Several technologies have been used in the oil industry to separate the nitrogen content from the gas mixture, such as cryogenic treatments, adsorption, and membrane separation. Cryogenic distillation is the most common and economical method and provides higher performance. After cryogenic distillation, Pressure Change Adsorption (PSA) is the most viable process using Nitrogen Removal Units (NRU), which can be easily adapted to process gas mixtures of different nitrogen content, without modifications to the equipment, only by adjusting adsorption cycle times. Adsorption units can be mounted on skids, providing easy mobility between gas processing sites on land and offshore. In addition, more than one component of the gas can be removed by this type of process. Both technologies have been implemented with excellent results in cleaning gas-contaminated streams worldwide. The NRU plant size may be customized to the conditions existing in the field. 

Presently, advances in gas treatment processes are being promoted because of emissions into the atmosphere, and energy inefficiencies in gas processing, to the degree of pollution; however, gas contamination with nitrogen has become one of the most critical issues in Mexico to promote gas treatment processes. Hence, PEMEX must select the most appropriate technologies to solve the issue.

The challenges are to develop technologies with lower energy consumption, materials that have improved adsorption and selectivity capabilities toward the target compounds, and that are flexible in their operation.
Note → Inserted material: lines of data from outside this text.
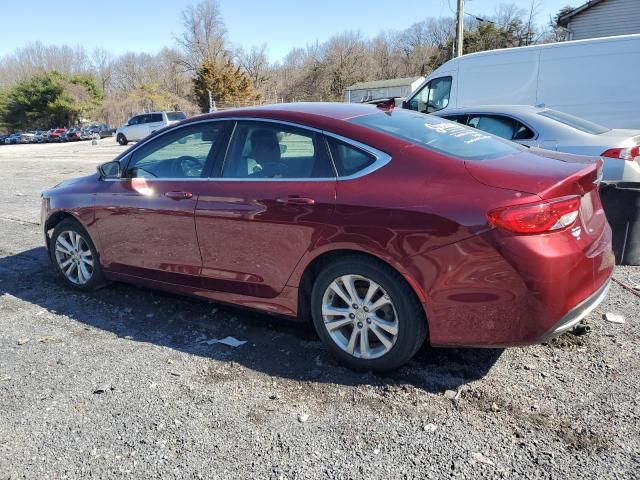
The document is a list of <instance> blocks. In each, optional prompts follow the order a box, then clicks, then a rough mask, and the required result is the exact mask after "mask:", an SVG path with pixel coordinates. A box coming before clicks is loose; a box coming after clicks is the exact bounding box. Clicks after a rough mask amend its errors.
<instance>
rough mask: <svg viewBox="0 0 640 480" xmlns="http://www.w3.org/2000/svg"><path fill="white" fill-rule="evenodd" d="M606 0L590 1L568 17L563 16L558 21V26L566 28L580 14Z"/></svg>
mask: <svg viewBox="0 0 640 480" xmlns="http://www.w3.org/2000/svg"><path fill="white" fill-rule="evenodd" d="M604 1H605V0H589V1H588V2H587V3H585V4H583V5H580V6H579V7H576V8H574V9H573V10H571V11H570V12H569V13H567V14H566V15H563V16H561V17H560V18H559V19H558V25H560V26H562V27H566V26H567V25H568V24H569V21H570V20H571V19H572V18H573V17H575V16H576V15H578V14H579V13H582V12H584V11H585V10H588V9H590V8H591V7H595V6H596V5H597V4H599V3H602V2H604Z"/></svg>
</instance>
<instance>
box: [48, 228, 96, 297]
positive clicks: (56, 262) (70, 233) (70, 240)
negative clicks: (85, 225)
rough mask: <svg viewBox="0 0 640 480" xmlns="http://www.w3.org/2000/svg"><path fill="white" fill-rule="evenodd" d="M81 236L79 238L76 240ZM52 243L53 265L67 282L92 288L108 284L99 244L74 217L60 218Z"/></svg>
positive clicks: (60, 276)
mask: <svg viewBox="0 0 640 480" xmlns="http://www.w3.org/2000/svg"><path fill="white" fill-rule="evenodd" d="M78 238H79V239H80V240H76V239H78ZM50 245H51V246H50V252H51V261H52V263H53V265H54V268H55V269H56V272H57V273H58V275H60V277H62V279H63V280H64V282H65V283H66V284H67V285H68V286H70V287H72V288H74V289H76V290H82V291H92V290H97V289H98V288H101V287H103V286H105V285H106V284H107V282H106V281H105V278H104V275H103V274H102V268H101V267H100V261H99V259H98V252H97V251H96V247H95V245H94V244H93V242H92V241H91V237H90V236H89V234H88V233H87V231H86V230H85V229H84V228H83V227H82V226H81V225H80V224H79V223H78V222H76V221H75V220H71V219H67V220H63V221H62V222H60V223H59V224H58V225H57V226H56V227H55V228H54V230H53V234H52V235H51V244H50ZM76 246H77V248H76ZM69 260H71V262H70V263H68V262H69ZM88 262H91V264H92V265H89V264H88ZM81 263H82V265H80V264H81ZM67 265H68V267H67ZM74 265H75V267H74Z"/></svg>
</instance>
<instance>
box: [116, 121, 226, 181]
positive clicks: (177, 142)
mask: <svg viewBox="0 0 640 480" xmlns="http://www.w3.org/2000/svg"><path fill="white" fill-rule="evenodd" d="M221 129H222V125H221V123H220V122H215V123H208V124H207V123H203V124H198V125H191V126H188V127H183V128H179V129H177V130H175V131H172V132H168V133H166V134H164V135H161V136H160V137H158V138H156V139H154V140H152V141H150V142H148V143H146V144H145V145H143V146H142V147H140V148H139V149H137V150H135V151H134V152H133V155H132V156H131V160H130V162H129V165H128V167H127V171H126V172H125V175H124V176H125V177H128V178H151V179H153V178H197V177H200V176H201V175H202V173H203V171H204V166H205V164H206V162H207V159H208V158H209V155H210V154H212V153H213V148H214V146H215V145H216V142H217V141H218V139H219V138H220V137H221Z"/></svg>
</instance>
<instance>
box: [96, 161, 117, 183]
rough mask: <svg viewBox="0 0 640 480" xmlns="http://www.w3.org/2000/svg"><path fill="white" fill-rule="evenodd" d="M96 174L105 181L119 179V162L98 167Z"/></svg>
mask: <svg viewBox="0 0 640 480" xmlns="http://www.w3.org/2000/svg"><path fill="white" fill-rule="evenodd" d="M98 172H99V173H100V176H101V177H102V178H105V179H111V178H120V162H117V161H115V160H113V161H111V162H107V163H103V164H102V165H100V166H99V167H98Z"/></svg>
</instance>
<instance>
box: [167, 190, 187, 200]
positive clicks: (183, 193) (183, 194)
mask: <svg viewBox="0 0 640 480" xmlns="http://www.w3.org/2000/svg"><path fill="white" fill-rule="evenodd" d="M164 196H165V197H167V198H171V199H173V200H187V199H189V198H191V197H193V193H191V192H182V191H180V192H166V193H165V194H164Z"/></svg>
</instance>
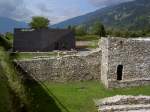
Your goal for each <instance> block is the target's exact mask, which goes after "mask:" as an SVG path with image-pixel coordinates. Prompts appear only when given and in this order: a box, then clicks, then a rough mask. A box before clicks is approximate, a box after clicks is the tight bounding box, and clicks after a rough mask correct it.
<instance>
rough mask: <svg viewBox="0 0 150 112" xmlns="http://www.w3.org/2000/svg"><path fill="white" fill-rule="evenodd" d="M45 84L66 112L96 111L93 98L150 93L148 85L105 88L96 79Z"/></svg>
mask: <svg viewBox="0 0 150 112" xmlns="http://www.w3.org/2000/svg"><path fill="white" fill-rule="evenodd" d="M46 85H47V87H48V88H49V90H50V91H51V92H52V93H53V94H54V95H55V97H57V99H59V101H60V102H61V103H62V104H63V105H64V106H65V107H66V108H67V110H68V112H97V110H96V107H95V104H94V101H93V100H94V99H101V98H105V97H110V96H114V95H150V86H143V87H132V88H122V89H120V88H119V89H106V88H105V87H104V86H103V85H102V84H101V83H100V82H96V81H89V82H76V83H66V84H59V83H46Z"/></svg>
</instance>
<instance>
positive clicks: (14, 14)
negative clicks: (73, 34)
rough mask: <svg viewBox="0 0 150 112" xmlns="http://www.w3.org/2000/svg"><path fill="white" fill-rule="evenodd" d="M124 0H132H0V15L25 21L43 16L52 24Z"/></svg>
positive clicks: (2, 16)
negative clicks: (35, 17)
mask: <svg viewBox="0 0 150 112" xmlns="http://www.w3.org/2000/svg"><path fill="white" fill-rule="evenodd" d="M126 1H133V0H0V16H2V17H9V18H12V19H15V20H19V21H26V22H28V21H30V20H31V17H32V16H45V17H47V18H49V19H50V21H51V24H54V23H58V22H60V21H63V20H66V19H69V18H72V17H76V16H79V15H82V14H85V13H88V12H91V11H94V10H96V9H99V8H103V7H106V6H109V5H115V4H118V3H121V2H126Z"/></svg>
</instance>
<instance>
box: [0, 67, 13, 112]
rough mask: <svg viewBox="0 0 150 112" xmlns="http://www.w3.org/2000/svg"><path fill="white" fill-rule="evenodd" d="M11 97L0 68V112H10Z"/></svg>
mask: <svg viewBox="0 0 150 112" xmlns="http://www.w3.org/2000/svg"><path fill="white" fill-rule="evenodd" d="M10 98H11V95H10V93H9V88H8V81H7V78H6V77H5V75H4V73H3V71H2V68H1V66H0V99H3V100H0V112H9V111H10V110H11V108H12V107H11V103H12V102H11V101H10Z"/></svg>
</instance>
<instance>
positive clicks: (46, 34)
mask: <svg viewBox="0 0 150 112" xmlns="http://www.w3.org/2000/svg"><path fill="white" fill-rule="evenodd" d="M71 49H75V36H74V33H73V32H72V31H70V30H67V29H38V30H34V29H15V30H14V43H13V51H18V52H48V51H52V50H71Z"/></svg>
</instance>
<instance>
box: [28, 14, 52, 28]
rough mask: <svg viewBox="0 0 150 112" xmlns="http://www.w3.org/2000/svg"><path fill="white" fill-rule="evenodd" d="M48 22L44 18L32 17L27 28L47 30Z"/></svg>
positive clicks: (34, 16) (37, 16) (47, 21)
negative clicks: (32, 28) (42, 28)
mask: <svg viewBox="0 0 150 112" xmlns="http://www.w3.org/2000/svg"><path fill="white" fill-rule="evenodd" d="M49 22H50V21H49V20H48V19H47V18H45V17H41V16H34V17H32V21H31V22H30V23H29V26H30V27H31V28H33V29H41V28H48V25H49Z"/></svg>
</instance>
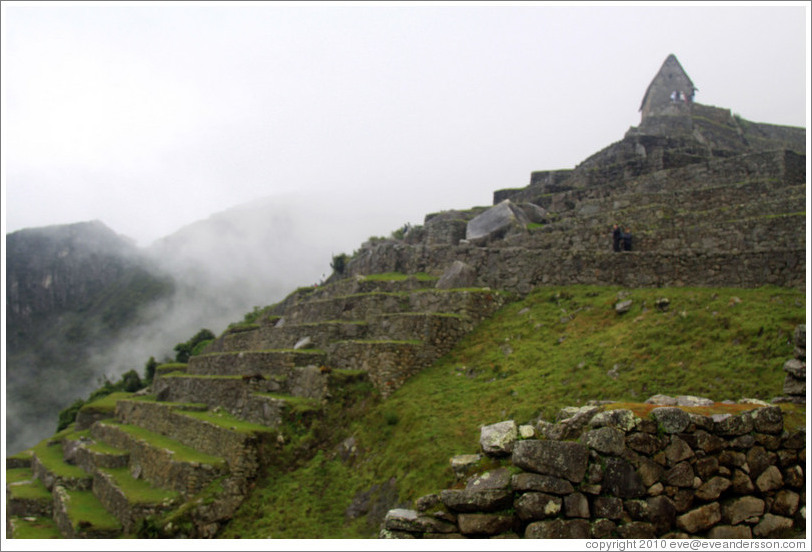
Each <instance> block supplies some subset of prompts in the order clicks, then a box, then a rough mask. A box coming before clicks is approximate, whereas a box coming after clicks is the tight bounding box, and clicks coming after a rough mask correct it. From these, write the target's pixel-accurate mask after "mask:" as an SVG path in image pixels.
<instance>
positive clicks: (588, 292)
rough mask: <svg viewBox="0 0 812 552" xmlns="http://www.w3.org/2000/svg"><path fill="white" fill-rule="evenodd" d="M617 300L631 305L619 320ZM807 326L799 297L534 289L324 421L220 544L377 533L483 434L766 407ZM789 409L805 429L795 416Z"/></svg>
mask: <svg viewBox="0 0 812 552" xmlns="http://www.w3.org/2000/svg"><path fill="white" fill-rule="evenodd" d="M662 298H667V299H668V306H667V307H666V306H664V304H663V302H661V301H660V302H659V303H660V307H658V306H657V304H658V300H660V299H662ZM620 299H623V300H632V306H631V309H630V310H629V311H628V312H626V313H625V314H617V312H616V311H615V308H614V306H615V304H616V303H617V302H618V301H619V300H620ZM804 320H805V295H804V293H803V292H802V291H799V290H793V289H784V288H774V287H764V288H759V289H731V288H724V289H720V288H670V289H634V290H624V289H621V288H615V287H586V286H568V287H541V288H538V289H537V290H536V291H534V292H533V293H532V294H530V295H528V296H527V297H525V298H524V299H523V300H521V301H516V302H513V303H510V304H509V305H507V306H506V307H504V308H503V309H502V310H500V311H499V312H498V313H497V314H496V315H495V316H494V317H492V318H491V319H489V320H487V321H485V322H483V323H482V324H480V326H479V327H478V328H477V329H476V330H475V331H474V332H473V333H472V334H470V335H468V336H467V337H466V338H464V339H463V340H462V341H461V342H460V343H459V344H458V345H457V346H456V347H455V348H454V350H453V351H452V352H451V353H449V354H448V355H446V356H445V357H443V358H442V359H441V360H440V361H439V362H437V363H435V364H434V365H433V366H432V367H430V368H428V369H426V370H424V371H422V372H421V373H419V374H418V375H416V376H414V377H413V378H412V379H411V380H409V381H408V382H407V383H406V384H405V385H404V386H403V387H402V388H400V389H399V390H398V391H397V392H395V393H394V394H393V395H392V396H391V397H390V398H388V399H387V400H386V401H380V400H377V399H375V398H369V399H368V400H367V401H366V402H364V403H362V404H361V405H360V406H359V407H357V409H356V411H355V414H354V415H353V414H348V413H343V414H341V415H340V416H339V417H337V418H335V417H334V418H331V419H329V420H327V421H326V422H325V423H326V424H329V426H330V427H326V428H322V429H323V431H322V432H321V439H323V440H322V441H321V442H320V443H319V448H320V449H321V450H320V452H318V453H317V454H316V455H315V456H314V457H313V458H312V459H310V460H303V461H302V462H300V463H297V462H296V461H295V456H294V457H285V458H284V459H283V460H280V462H277V463H275V464H274V465H272V466H271V467H270V468H269V469H268V471H267V473H266V474H265V475H264V476H263V477H262V478H261V479H260V480H259V481H258V482H257V486H256V488H255V490H254V492H253V494H252V495H251V497H250V498H249V499H248V500H247V501H246V502H245V503H244V504H243V506H242V507H241V508H240V510H238V512H237V514H236V515H235V516H234V518H233V520H232V521H231V522H230V524H229V525H228V526H227V527H226V528H225V530H224V531H223V532H222V534H221V535H219V536H221V537H223V538H269V537H272V538H366V537H374V536H376V535H377V532H378V528H379V523H380V521H381V520H382V518H383V516H384V515H385V513H386V511H387V509H389V508H391V507H394V506H395V505H398V504H403V505H406V504H409V503H411V502H412V501H413V500H415V499H417V498H419V497H420V496H423V495H425V494H429V493H433V492H437V491H438V490H440V489H442V488H445V487H448V486H450V485H451V484H453V482H454V477H453V474H452V472H451V469H450V466H449V458H450V457H451V456H454V455H458V454H466V453H474V452H477V451H478V447H477V443H478V439H479V427H480V426H481V425H483V424H490V423H494V422H498V421H502V420H506V419H515V420H516V421H517V422H519V423H524V422H529V421H531V420H535V419H537V418H538V417H542V418H544V419H551V418H552V417H553V416H554V415H555V413H556V412H557V410H558V409H560V408H561V407H563V406H568V405H582V404H584V403H585V402H586V401H589V400H614V401H622V402H643V401H644V400H645V399H646V398H648V397H650V396H652V395H654V394H658V393H662V394H668V395H683V394H690V395H699V396H704V397H708V398H711V399H713V400H715V401H720V402H721V401H725V400H732V401H736V400H738V399H740V398H743V397H749V398H759V399H767V400H769V399H771V398H772V397H775V396H778V395H780V394H781V392H782V386H783V381H784V372H783V370H782V366H783V364H784V362H785V361H786V360H787V359H789V358H791V357H792V354H793V345H792V343H791V339H790V338H791V336H792V332H793V330H794V328H795V326H796V325H797V324H801V323H803V322H804ZM718 407H719V408H722V409H724V408H734V407H725V406H724V405H719V406H718ZM785 409H786V412H785V415H786V416H787V418H788V419H789V420H790V421H789V422H788V423H796V424H799V423H800V424H803V423H804V415H803V407H797V406H794V405H785ZM310 438H312V435H311V436H310ZM304 439H307V437H305V438H304ZM290 446H291V449H293V448H295V445H294V444H290Z"/></svg>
These are critical issues that already impact the delivery of gas volumes to the national transporting and storage systems because the nitrogen content affects the quality of the well's volume of gas transported, and the local regulators will not accept it for the damage caused to the gas streams. Therefore, those contaminated gas volumes must be flared or burned, with its environmental implications and impact on production, if they must be closed due to the lack of options for cleaning and storage. This situation is a challenge for PEMEX, and an opportunity for the country.